For This Child We Prayed

The ceiling tiles in the ER triage room needed cleaning. There was a cobweb dangling over me like a crib mobile. The ultrasound tech apologized for the warmth of the room, but I felt like I was frozen through as a tear slipped silently down my cheek. The ultrasound wand was heavy on my abdomen, as if it carried the full weight of my fear. Hours and hours filled those seconds while we waited. Instead of the relief that comes with the sudden rhythmic whirring of a heartbeat, there was only the silence  of our hearts breaking.

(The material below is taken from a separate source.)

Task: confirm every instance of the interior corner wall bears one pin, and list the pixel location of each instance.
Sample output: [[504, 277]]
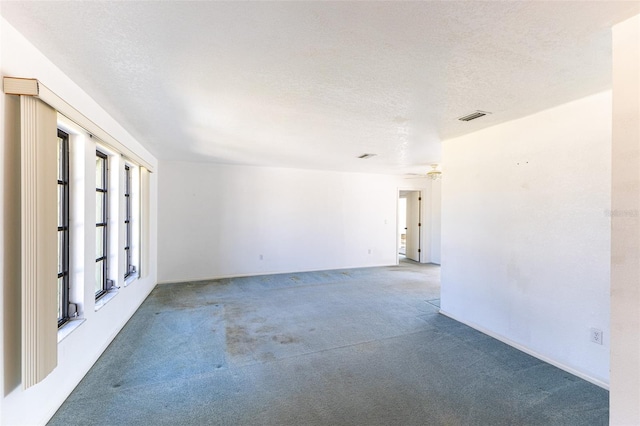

The doctor confirmed we had miscarried.

Two days later, at my follow-up appointment, I found the farthest corner of the waiting room and wished I could sink right into the floor. The isolation didn’t shield me from the happy, rounded bellies and ultrasound photos full of hope and promise. My hands shook and my mouth was dry. I waited for an eternity before another ultrasound confirmed the absence of a heartbeat and I spoke with my doctor. Because it was still early in my pregnancy, she wanted to wait before making any final decisions about treatment. Just in case. We had been told there was no hope but now, suddenly, it seemed there was the smallest chance of a possibility.

Throughout my life, I have faced challenges that have tested my faith. Job losses, special needs diagnoses, health problems. But this? This felt much, much bigger. I had often wondered, when push came to shove, when it was more than I could bear, would my faith be strong enough to carry me through?

As I drove home, I began to sob. I pulled over to the side of the road and I cried out to the Lord to breathe life into our baby and to help this tiny one grow. He reminded me of what I had written in my journal just a week before: “Dear Baby, your heart beats for the glory of the Lord.”

I had a decision to make. In this most desperate of moments, would my faith be all talk? Or would it be the authentic courage I needed to trust God and glorify him even if our baby’s heart never beat?

For This Child We Prayed

This baby was God’s idea, His gift. As hard as it was to let go, and as brokenhearted as I felt, I had to mentally release this child back to God. This little life was in His hands all along. The only words I could get out were these:

“For this child I have prayed. No matter what happens, blessed be the name of the Lord.”

At that moment, a peace came over me that I cannot possibly explain.

One week later, we arrived for our final ultrasound. The tech quietly began the scan and then loudly gasped, “We have a heartbeat!” There, on the screen, was the most beautiful flickering I’d ever seen. Baby’s heart was beating steady and strong.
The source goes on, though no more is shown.